ROC curve analyses of prior complex diseases have shown modest predictive ability of genetic sum scores, with AUCs of 0.54 for diabetes for a genetic risk score created based on previously associated variants (Talmud et al. 2010) to 0.65 corresponding to the 3% of variance in schizophrenia risk explained by a risk score created based on a large number of single nucleotide polymorphisms (SNPs) that met less-stringent P-value thresholds in genome-wide association studies (GWAS) (Purcell et al. 2009; Jostins & Barrett 2011). Most of the genetic variants contributing to AD have small effect sizes. This, along with the fact that AD has both genetic and environmental risk factors, means that any one SNP alone is not expected to be a good predictor of AD. This study aims to explore the aggregate impact of multiple genetic variants with small effect sizes on risk prediction in order to test whether known genetic contributions to AD can be an effective predictor.
The Collaborative Study on the Genetics of Alcoholism (COGA) is a National Institutes of Health-sponsored project aimed at identifying genes that contribute to alcohol-related outcomes. In COGA, we have conducted a series of analyses aimed at understanding the underlying genetic architecture of AD (Zlojutro et al. 2011). Here, we couple this knowledge with a clinical evaluation of the information captured by currently available genetic information in risk prediction for AD. COGA has previously reported positive family-based association results for AD using a high-density family sample. Many of these genes have also been associated with AD in other studies (Table 1). We created additive genetic sum scores based on risk alleles of associated SNPs in these genes.
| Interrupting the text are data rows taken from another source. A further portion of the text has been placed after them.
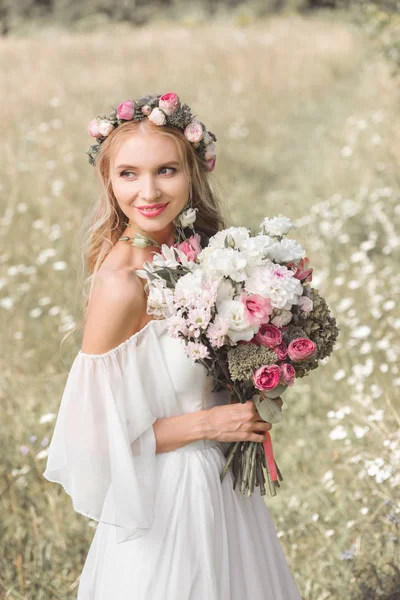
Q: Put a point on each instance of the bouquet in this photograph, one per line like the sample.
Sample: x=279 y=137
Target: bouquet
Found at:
x=245 y=309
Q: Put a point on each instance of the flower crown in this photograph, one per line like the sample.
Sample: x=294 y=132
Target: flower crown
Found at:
x=161 y=110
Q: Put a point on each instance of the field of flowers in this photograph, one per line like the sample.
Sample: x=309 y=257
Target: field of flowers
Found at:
x=307 y=120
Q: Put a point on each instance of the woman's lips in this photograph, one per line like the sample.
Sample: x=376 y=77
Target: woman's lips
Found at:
x=153 y=212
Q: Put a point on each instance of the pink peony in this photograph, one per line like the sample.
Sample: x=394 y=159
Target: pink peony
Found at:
x=125 y=110
x=288 y=374
x=93 y=129
x=268 y=335
x=267 y=377
x=194 y=131
x=301 y=349
x=281 y=350
x=169 y=103
x=257 y=308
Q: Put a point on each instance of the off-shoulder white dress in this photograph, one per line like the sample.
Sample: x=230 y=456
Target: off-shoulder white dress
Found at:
x=168 y=529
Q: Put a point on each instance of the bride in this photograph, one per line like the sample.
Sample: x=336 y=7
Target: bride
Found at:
x=138 y=438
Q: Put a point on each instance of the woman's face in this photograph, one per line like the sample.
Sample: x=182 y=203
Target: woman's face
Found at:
x=146 y=172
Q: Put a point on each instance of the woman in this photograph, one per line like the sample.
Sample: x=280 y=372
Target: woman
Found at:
x=137 y=442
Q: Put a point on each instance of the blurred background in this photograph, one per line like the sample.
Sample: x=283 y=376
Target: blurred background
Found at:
x=303 y=96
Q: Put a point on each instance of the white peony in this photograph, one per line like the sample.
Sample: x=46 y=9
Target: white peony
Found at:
x=157 y=116
x=276 y=282
x=105 y=127
x=256 y=248
x=227 y=263
x=281 y=317
x=234 y=312
x=239 y=234
x=226 y=290
x=188 y=217
x=286 y=251
x=276 y=225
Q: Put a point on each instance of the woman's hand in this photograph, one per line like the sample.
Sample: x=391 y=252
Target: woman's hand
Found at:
x=237 y=422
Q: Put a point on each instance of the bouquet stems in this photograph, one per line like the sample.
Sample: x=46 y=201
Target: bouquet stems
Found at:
x=250 y=469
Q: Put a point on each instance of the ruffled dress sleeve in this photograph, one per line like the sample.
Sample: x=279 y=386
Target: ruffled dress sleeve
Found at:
x=103 y=448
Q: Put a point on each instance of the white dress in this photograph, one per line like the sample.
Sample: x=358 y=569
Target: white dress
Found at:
x=168 y=529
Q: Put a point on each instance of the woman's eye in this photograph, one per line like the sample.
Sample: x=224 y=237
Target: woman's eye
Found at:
x=123 y=173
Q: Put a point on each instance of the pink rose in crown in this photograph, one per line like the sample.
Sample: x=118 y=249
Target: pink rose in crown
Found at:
x=125 y=110
x=257 y=309
x=267 y=377
x=194 y=131
x=93 y=129
x=169 y=103
x=301 y=271
x=268 y=335
x=288 y=374
x=301 y=349
x=281 y=350
x=190 y=247
x=211 y=164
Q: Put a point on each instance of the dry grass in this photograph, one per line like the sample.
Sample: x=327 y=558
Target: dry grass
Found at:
x=307 y=124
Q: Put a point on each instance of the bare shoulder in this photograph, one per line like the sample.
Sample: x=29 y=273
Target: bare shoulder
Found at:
x=117 y=310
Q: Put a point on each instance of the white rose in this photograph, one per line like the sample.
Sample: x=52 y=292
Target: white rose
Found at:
x=226 y=290
x=239 y=328
x=239 y=234
x=188 y=217
x=105 y=127
x=276 y=225
x=282 y=317
x=157 y=116
x=305 y=304
x=227 y=262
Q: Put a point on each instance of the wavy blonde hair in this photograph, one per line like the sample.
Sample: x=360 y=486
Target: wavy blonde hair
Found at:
x=104 y=223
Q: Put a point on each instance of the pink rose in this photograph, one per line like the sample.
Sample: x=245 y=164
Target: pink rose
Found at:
x=301 y=271
x=257 y=309
x=288 y=374
x=281 y=350
x=210 y=151
x=268 y=335
x=157 y=116
x=301 y=349
x=93 y=129
x=194 y=131
x=125 y=110
x=267 y=377
x=211 y=164
x=190 y=247
x=169 y=103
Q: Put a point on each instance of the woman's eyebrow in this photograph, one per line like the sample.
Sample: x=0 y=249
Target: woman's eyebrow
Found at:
x=169 y=162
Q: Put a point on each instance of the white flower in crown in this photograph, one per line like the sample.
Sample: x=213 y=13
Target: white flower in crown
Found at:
x=194 y=131
x=105 y=127
x=188 y=217
x=157 y=116
x=276 y=225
We then compared the sum score with family history in its ability to discriminate between cases and controls for AD in a subset of the COGA sample that is independent of the gene-finding family sample and in a subset of independent individuals in the Study of Addiction: Genes and Environment (SAGE) GWAS sample. Finally, we explored the clinical validity of results from genome-wide association analyses.
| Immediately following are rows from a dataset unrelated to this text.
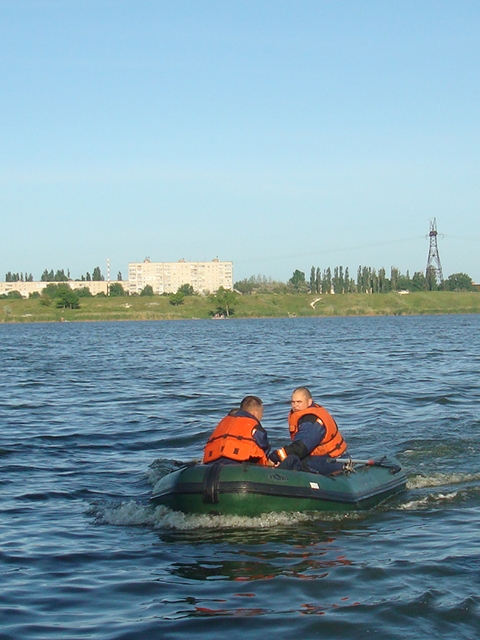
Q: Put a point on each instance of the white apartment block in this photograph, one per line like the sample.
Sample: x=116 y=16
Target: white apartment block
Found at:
x=168 y=277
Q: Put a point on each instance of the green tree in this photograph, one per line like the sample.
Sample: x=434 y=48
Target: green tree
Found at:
x=84 y=292
x=116 y=289
x=177 y=299
x=51 y=290
x=298 y=282
x=312 y=280
x=97 y=275
x=418 y=282
x=431 y=279
x=147 y=290
x=67 y=299
x=225 y=301
x=47 y=276
x=459 y=282
x=186 y=290
x=60 y=276
x=244 y=286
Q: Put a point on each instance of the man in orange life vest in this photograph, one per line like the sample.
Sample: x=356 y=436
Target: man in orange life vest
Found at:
x=240 y=437
x=316 y=440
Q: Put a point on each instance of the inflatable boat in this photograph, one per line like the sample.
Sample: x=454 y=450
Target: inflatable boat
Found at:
x=250 y=490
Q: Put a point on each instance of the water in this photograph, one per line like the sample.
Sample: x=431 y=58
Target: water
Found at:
x=91 y=414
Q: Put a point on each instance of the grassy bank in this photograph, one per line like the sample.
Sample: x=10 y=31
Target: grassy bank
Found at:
x=256 y=306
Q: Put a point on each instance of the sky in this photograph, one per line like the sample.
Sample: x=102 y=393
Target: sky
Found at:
x=278 y=134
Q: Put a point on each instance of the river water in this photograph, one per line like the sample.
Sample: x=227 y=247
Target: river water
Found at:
x=91 y=414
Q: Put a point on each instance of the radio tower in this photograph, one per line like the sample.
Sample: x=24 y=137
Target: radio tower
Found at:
x=433 y=262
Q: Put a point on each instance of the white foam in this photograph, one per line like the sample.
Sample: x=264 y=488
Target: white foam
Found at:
x=132 y=513
x=441 y=479
x=428 y=501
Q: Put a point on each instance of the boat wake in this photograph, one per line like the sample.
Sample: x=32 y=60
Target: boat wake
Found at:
x=137 y=514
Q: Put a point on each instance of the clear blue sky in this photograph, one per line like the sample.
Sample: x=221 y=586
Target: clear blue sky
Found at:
x=277 y=134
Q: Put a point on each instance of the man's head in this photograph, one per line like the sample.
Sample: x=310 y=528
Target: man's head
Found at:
x=301 y=399
x=253 y=405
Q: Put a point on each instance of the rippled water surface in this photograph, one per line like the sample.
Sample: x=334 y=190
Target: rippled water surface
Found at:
x=91 y=414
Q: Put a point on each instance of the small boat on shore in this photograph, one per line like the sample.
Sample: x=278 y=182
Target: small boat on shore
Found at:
x=250 y=490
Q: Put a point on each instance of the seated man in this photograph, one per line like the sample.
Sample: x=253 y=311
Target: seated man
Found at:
x=240 y=437
x=316 y=440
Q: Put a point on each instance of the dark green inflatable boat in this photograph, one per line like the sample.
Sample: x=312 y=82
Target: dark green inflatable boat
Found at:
x=250 y=490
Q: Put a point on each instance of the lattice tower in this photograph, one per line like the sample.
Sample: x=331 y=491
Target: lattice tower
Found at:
x=433 y=262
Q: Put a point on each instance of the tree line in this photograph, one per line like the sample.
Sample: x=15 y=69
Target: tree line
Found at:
x=366 y=280
x=50 y=275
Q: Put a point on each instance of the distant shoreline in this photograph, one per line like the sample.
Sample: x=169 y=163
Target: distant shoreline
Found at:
x=138 y=308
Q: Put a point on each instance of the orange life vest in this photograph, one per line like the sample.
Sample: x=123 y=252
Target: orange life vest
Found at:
x=233 y=438
x=333 y=444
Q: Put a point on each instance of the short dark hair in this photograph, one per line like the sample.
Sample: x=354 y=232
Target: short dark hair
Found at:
x=251 y=402
x=303 y=390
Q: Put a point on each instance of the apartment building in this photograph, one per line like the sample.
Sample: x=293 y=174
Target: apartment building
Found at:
x=168 y=277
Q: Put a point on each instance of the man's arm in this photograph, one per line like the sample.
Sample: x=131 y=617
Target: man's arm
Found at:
x=309 y=435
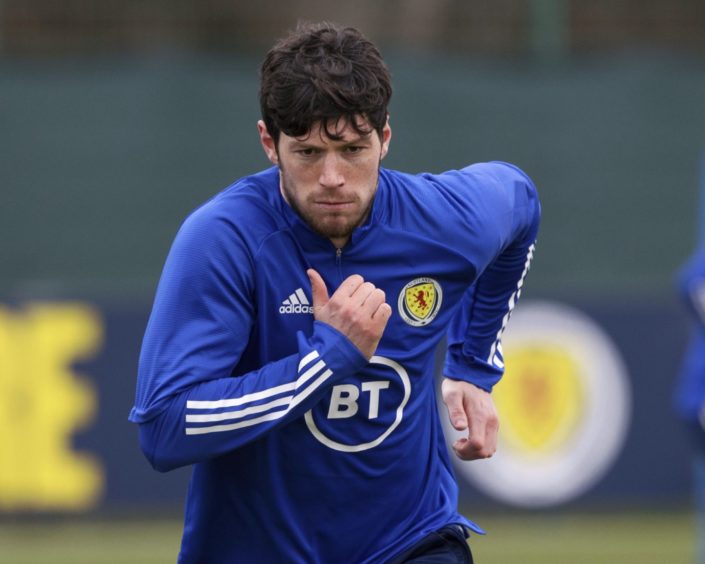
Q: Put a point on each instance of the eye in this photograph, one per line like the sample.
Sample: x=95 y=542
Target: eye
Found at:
x=307 y=152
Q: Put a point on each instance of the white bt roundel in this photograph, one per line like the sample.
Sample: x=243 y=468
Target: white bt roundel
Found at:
x=346 y=402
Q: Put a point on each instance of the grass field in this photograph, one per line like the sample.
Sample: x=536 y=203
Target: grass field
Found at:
x=594 y=538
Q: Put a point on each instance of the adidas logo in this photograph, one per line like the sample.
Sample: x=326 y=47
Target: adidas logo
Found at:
x=296 y=303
Study | Gene | Replication |
---|---|---|
Edenberg et al., 2004 | GABRA2 | Covault et al., 2004; Fehr et al., 2006; Lappalainen et al., 2005; Soyka et al., 2008; Enoch et al., 2006; Drgon et al., 2006 |
Dick et al., 2004 | GABRB3 and GABRG3 | Noble et al., 1998; Song et al., 2003 GABRB3 |
Wang et al., 2004 | CHRM2 | Luo et al., 2005a |
Hinrichs et al., 2006 | TAS2R16 | |
Wang et al., 2009 | CHRNA5 | Saccone et al., 2007 |
Xuei et al., 2006 | PDYN and OPRK1 | Williams et al., 2007; Gerra et al., 2007 |
Edenberg et al., 2006 | ADH genes: ADH4, ADH1A, ADH1B | Luo et al., 2005b; Guindalini et al., 2005 |
Edenberg et al., 2008 | NFKB1 | |
Foroud et al., 2008 | TACR3 | |
Dick et al., 2008 | ACN9 | |
Dick et al., 2007b | ANKK1/DRD2 |
- COGA, Collaborative Study on the Genetics of Alcoholism.
Materials and Methods
Sample and measures
COGA family-based association analysis sample
COGA is a large-scale multi-center family study with 10 collaborative sites across the United States. The sample consists of families containing probands meeting both DSM-III-R and Feighner criteria for AD ascertained since 1989 from outpatient and in-patient alcohol treatment centers at six sites across the United States: Indiana University, State University of New York Health Science Center, University of Connecticut, University of Iowa, University of California/San Diego, and Washington University in St Louis. Families were interviewed using a poly-diagnostic instrument, the Semi-Structured Assessment for the Genetics of Alcoholism (SSAGA), which assesses Feighner, DSM-III-R, DSM-IV and ICD-10 criteria for major psychiatric disorders (American Psychiatric Association 1987, 2000; Feighner et al. 1972). More than 1300 probands with AD have been recruited. Unaffected subjects were defined as individuals who drank but did not meet criteria for AD or illicit substance dependence. A subset of the COGA sample was identified as a group of high-density families with three or more first-degree relatives who met lifetime criteria for AD. The institutional review boards from all of the participating institutions approved the study (Edenberg et al. 2008; Wang et al. 2009).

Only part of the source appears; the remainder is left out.